Optical/IP Networks

Net.com Reports Soft Quarter

Network Equipment Technologies Inc. (net.com)'s (NYSE: NWK) loss widened 19 percent in the March quarter due to what it called “lack of immediacy” in government network deployments.

The switching and B-RAS vendor reported a loss of $4.1 million, or 16 cents a share, on revenues of $23.8 million, compared with a net loss of $3.5 million, or 14 cents per share, on revenues of $27.1 million during the year-ago quarter.

Net.com's numbers were in line with analysts' expectations; they predicted the 16 cents a share loss, while expecting slightly lower revenues of $23.65 million, according to Thomson First Call.

But the analysts had been forewarned (see Net.com Gives Q4 Prelims). On March 29, net.com scaled back its guidance in anticipation of today’s disappointing results, and its stock price fell sharply.

The Fremont, Calif.-based company derives much of its revenue from sales of its Promina TDM switch into the secure networks of U.S. government and military entities such as NATO and the U.S. Marine Corps. And the March quarter was no exception -- Promina sales accounted for roughly 80 percent of net.com’s quarterly revenue.

But over the last year, net.com officials complain, government and government agency customers have lost some of their vigor for enhancing their networks.

“We are seeing a lacking in the sense of urgency that we saw two years ago,” net.com CFO John McGrath says.

“There’s a slowness that we’re seeing,” says CEO Bert Whyte. “Although we’re still in those projects, we just have to wait until they come through, and it’s very frustrating for us.”

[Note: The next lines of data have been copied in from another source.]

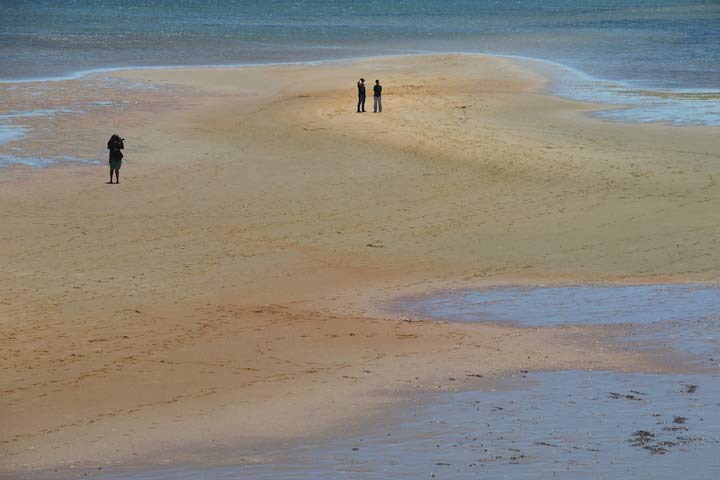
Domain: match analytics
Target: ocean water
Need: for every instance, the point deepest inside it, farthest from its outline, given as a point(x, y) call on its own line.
point(659, 57)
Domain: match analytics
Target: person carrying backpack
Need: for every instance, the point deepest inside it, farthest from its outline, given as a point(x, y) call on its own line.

So the company is making some adjustments (see Net.com: Back to the Enterprise). McGrath says it will invest more in its enterprise sales channel beginning in late April. Whyte says there is still much opportunity in the networks of the IOCs, which he says are moving more quickly than larger service providers toward VOIP.

Whyte says his company’s SCREAM B-RAS and SHOUT gateway/session controller both have roles in the IOCs’ efforts in IPTV and VOIP. “We have an achievable goal of closing three to five IOCs in each of the next few quarters,” Whyte told analysts during a Wednesday conference call.

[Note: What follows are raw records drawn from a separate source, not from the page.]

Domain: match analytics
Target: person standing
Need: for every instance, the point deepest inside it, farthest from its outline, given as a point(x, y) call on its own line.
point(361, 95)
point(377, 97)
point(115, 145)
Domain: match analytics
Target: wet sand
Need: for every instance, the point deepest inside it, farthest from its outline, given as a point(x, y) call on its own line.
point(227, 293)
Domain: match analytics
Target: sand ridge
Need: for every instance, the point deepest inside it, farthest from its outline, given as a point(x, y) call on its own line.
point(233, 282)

Today the company’s revenues from sales to IOCs remain a very small percentage of its top line, and the company declines to say how big a deal IOCs are to its buisness.

“You look at these IOCs, but rather than talking about a ten, twenty, thirty million dollar opportunity, we are talking about a few million dollars each, because these are small telcos,” says analyst Larry Patrone of Decision Economics Investment Research.

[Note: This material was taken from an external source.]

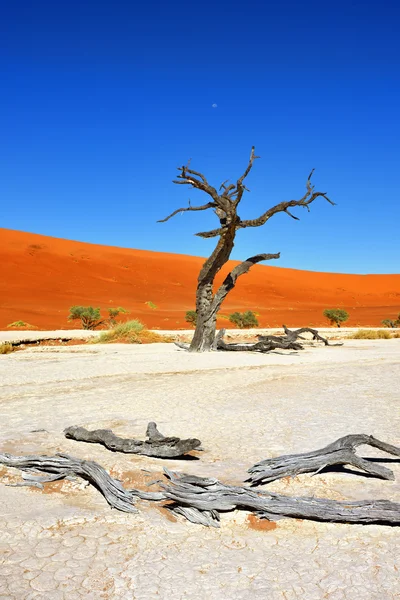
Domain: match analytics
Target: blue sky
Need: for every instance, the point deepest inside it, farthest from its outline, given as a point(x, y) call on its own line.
point(101, 101)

But McGrath and Whyte had some good news to share with investors, too. The company says it recently won a contract for “follow-on development” of NATO’s 26-nation network. The value of the deal was not disclosed.

The company also saw its first revenue from a contract to supply Microsoft Corp. (Nasdaq: MSFT) with SHOUT gateway/session controllers (see Net.com Reports Happy Q2 (Sort of)). Analysts say the deal should be worth $15 million to $16 million. Microsoft is using the devices to connect 400 of its branch offices to the PBX at its headquarters in Washington.

In spite of those developments, net.com is stepping very lightly in the way of forecasts. McGrath and Whyte declined to give hard revenue or earnings per share guidance for the June quarter, saying only that revenues will be “flat, give or take 15 percent or so.”

“We expect quarterly revenue to remain flat for the next two quarters,” McGrath says. “Depending on the major government programs, we anticipate that we will return to positive growth in the ensuing quarters.”

Net.com also says it intends to buy back as much as $10 million of its stock over the next two years, based on the company's increased cash levels and a belief that the company’s prospects are underappreciated by Wall Street.

Net.com stock rose $0.08 (1.44%) to $5.65 in trading on Wednesday.